Authorizing DHCP Servers in Active Directory

Applies To: Windows Server 2003, Windows Server 2003 R2, Windows Server 2003 with SP1, Windows Server 2003 with SP2

An unauthorized DHCP server on a network can cause a variety of problems, such as the leasing of incorrect IP addresses and options. To protect against this type of problem, when a Windows 2000 or Windows Server 2003 domain member DHCP server attempts to start on the network, it first queries Active Directory. The DHCP server compares its IP address and server name to the list of authorized DHCP servers. If either the server name or IP address is found on the list of authorized DHCP servers, the server is authorized as a DHCP server.

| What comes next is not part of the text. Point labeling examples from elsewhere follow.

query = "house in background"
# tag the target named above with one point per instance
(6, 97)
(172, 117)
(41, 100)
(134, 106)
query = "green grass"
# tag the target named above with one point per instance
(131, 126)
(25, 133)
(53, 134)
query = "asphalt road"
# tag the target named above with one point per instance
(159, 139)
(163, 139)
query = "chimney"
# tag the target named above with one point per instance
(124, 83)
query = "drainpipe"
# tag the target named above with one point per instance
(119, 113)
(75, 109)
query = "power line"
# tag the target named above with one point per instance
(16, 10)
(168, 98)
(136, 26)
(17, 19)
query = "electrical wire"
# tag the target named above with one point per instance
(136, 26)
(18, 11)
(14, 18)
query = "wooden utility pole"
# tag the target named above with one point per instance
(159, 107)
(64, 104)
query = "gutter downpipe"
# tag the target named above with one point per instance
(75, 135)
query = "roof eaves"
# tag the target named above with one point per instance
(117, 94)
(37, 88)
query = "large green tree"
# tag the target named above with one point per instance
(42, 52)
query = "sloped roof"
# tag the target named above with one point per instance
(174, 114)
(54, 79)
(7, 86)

If no match is found, the server is not authorized in Active Directory and does not respond to DHCP traffic. The process of authorizing DHCP servers is useful for only Windows 2000–based or Windows Server 2003–based DHCP servers. This process cannot be used for DHCP servers running Windows NT Server, or servers running non-Windows-based DHCP services. Only a member of the Enterprise Admins group can authorize or unauthorize a DHCP server in Active Directory.

Important

• You must be logged in as an enterprise administrator to authorize a DHCP server.

To authorize a DHCP server in Active Directory

1. In the DHCP snap-in, right-click DHCP.

2. Select Manage authorized servers.

3. In the Manage Authorized Servers dialog box, click Authorize.

4. In the Authorize DHCP Server dialog box, type the name or IP address of the DHCP server, and then click OK.

Note

• Detection of unauthorized DHCP servers requires the deployment of Active Directory and the DHCP service running on Windows 2000 or Windows Server 2003. Other DHCP servers do not attempt to determine whether they are authorized by Active Directory before offering IP address leases.